CORINNE – The City of Corinne has acquired the historic Methodist Episcopal Church located at Colorado Street and South 600. The church is believed to be one of the first non-Mormon churches in Utah.
Built of brick in 1870, the building measures 27 feet by 50 feet and is on the National Register of Historic Places. It was added to the registry in 1971.
Corinne Mayor Brett Merkley said the city took possession of the building a few months ago and is gathering information about what it will take to restore the building.
“We hope to get grants to help finance the restoration of the building,” the mayor said. “The state has historical grants we can get up $10,000.”
He said the city has a long-term capital plan. The roof needs to be fixed and the bricks and mortar need to be restored.

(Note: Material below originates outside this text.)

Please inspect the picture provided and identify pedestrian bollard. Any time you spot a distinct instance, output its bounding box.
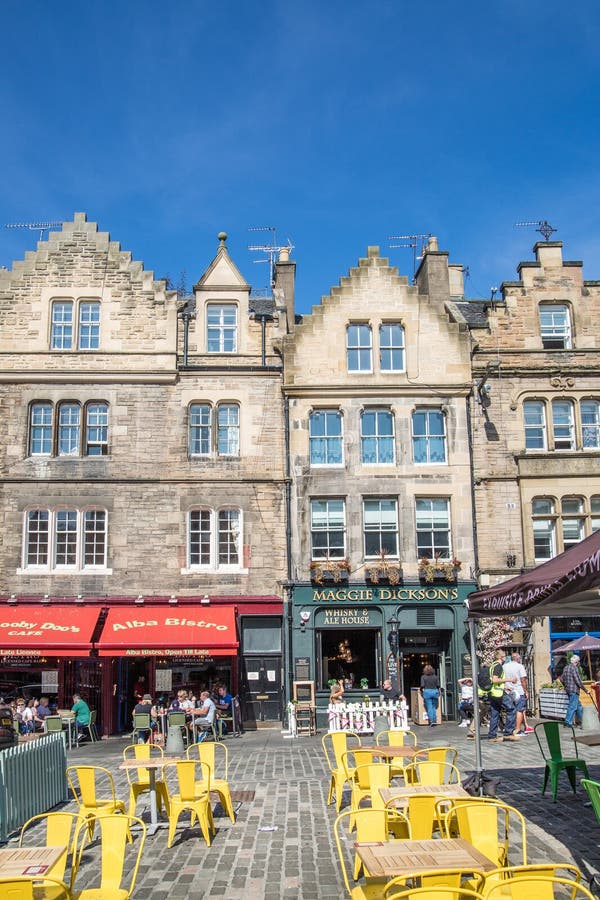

“It’s nice on the inside, but it needs some attention,” he said. “We are worried about some water damage and a few other things, but it can still be used. It is still used for different occasions, periodically.”
The work will take several years to complete. The city has posted notices and held public meetings.
There is a small frame building behind the church they hope to turn into a kitchen and restrooms.
“We want to put in air conditioning for the summer,” Merkley said. “There is a lot of desire to restore it to its historical flavor.”
The mayor said there is a lot of history in Corinne. The city was there before Utah’s statehood, but there’s not much left. The history of Corinne is being lost, very few know how much Corinne played a role in the state’s early history.
Restoring the church may be a start to energize the history movement. The city was established by non-members of The Church of Jesus Christ of Latter-day Saints, even though they dominated the Utah Territory.
Corinne was said to have 1,000 residents, banks, warehouses, whorehouses, over a dozen saloons and more liquor stores than saloons.